The semiconductor manufacturer TSMC (Taiwan Semiconductor Manufacturing Company), with customers that include AMD and Nvidia, reveals that the company has started “volume production” of chips at 28 nanometers. These new chips are primarily intended for use in next-generation graphics processors.
After a somewhat rocky start, TSMC is now in full swing with production of 28nm circuits for desktop and mobile GPUs, which is quite a shrink from the current 40nm. The new manufacturing process includes High Performance (28HP), High Performance Low Power (28HPL), Low Power (28LP) and High Performance Mobile Computing (28HPM). All but the high performance mobile computing versions are now ready for mass production, which echoes previous info regarding both AMD and Nvidia GPUs.

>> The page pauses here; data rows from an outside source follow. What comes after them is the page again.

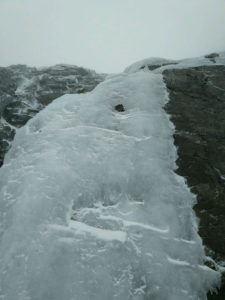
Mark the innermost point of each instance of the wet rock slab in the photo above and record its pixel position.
(197, 109)
(24, 91)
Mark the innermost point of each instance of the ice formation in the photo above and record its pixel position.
(91, 208)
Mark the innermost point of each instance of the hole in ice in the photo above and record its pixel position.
(119, 108)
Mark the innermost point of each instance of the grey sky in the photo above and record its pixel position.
(108, 35)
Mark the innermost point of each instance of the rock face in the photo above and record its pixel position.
(24, 91)
(197, 109)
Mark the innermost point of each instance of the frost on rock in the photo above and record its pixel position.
(91, 207)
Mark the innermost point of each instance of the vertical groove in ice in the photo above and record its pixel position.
(91, 207)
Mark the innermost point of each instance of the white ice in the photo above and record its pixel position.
(90, 206)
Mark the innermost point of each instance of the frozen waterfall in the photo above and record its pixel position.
(90, 206)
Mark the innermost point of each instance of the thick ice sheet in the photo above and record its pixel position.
(90, 206)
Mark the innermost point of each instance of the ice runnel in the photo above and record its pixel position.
(91, 207)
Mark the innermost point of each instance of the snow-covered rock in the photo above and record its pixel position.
(91, 207)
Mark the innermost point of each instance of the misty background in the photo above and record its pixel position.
(108, 35)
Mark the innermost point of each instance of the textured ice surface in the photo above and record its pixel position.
(176, 64)
(90, 208)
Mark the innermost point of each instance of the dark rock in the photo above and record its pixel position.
(24, 91)
(197, 108)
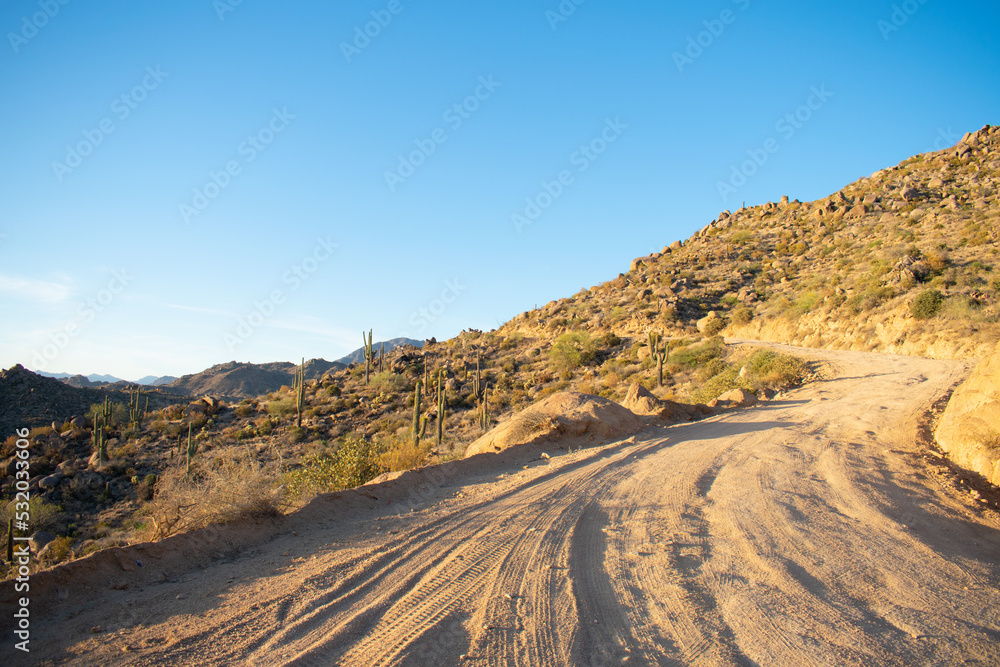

In other words, we will have to wait a bit longer for the high-end parts, so it’s not time to replace your GTX 580M or HD 6990M just yet.
There’s a great deal of back-patting going on in Taiwan right now, with both AMD and Nvidia praising TSMC’s accomplishments.
“We applaud TSMC’s success bringing a robust 28nm process to market, and we look forward to leveraging the benefits of this new process when we ship our next-generation discrete graphics products,” says Matt Skynner, Corporate Vice President and General Manager of AMD’s GPU Division,. “The combination of AMD’s industry-leading graphics IP and TSMC’s manufacturing prowess will enable the next big leap in graphics performance with the parallel compute horsepower and power efficiency designed to meet the needs of even the most demanding gamer.”
“NVIDIA and TSMC have a history of delivering the most complex GPU architectures on state-of-the-art process nodes. This partnership has been among the industry’s most prolific, resulting in more than one billion GPUs shipped. Our close collaboration in developing 28nm processors will once again deliver the most energy-efficient GPUs and highest-performance graphics processors on the market,” says Jeff Fisher, Senior Vice President, GeForce Business Unit, NVIDIA.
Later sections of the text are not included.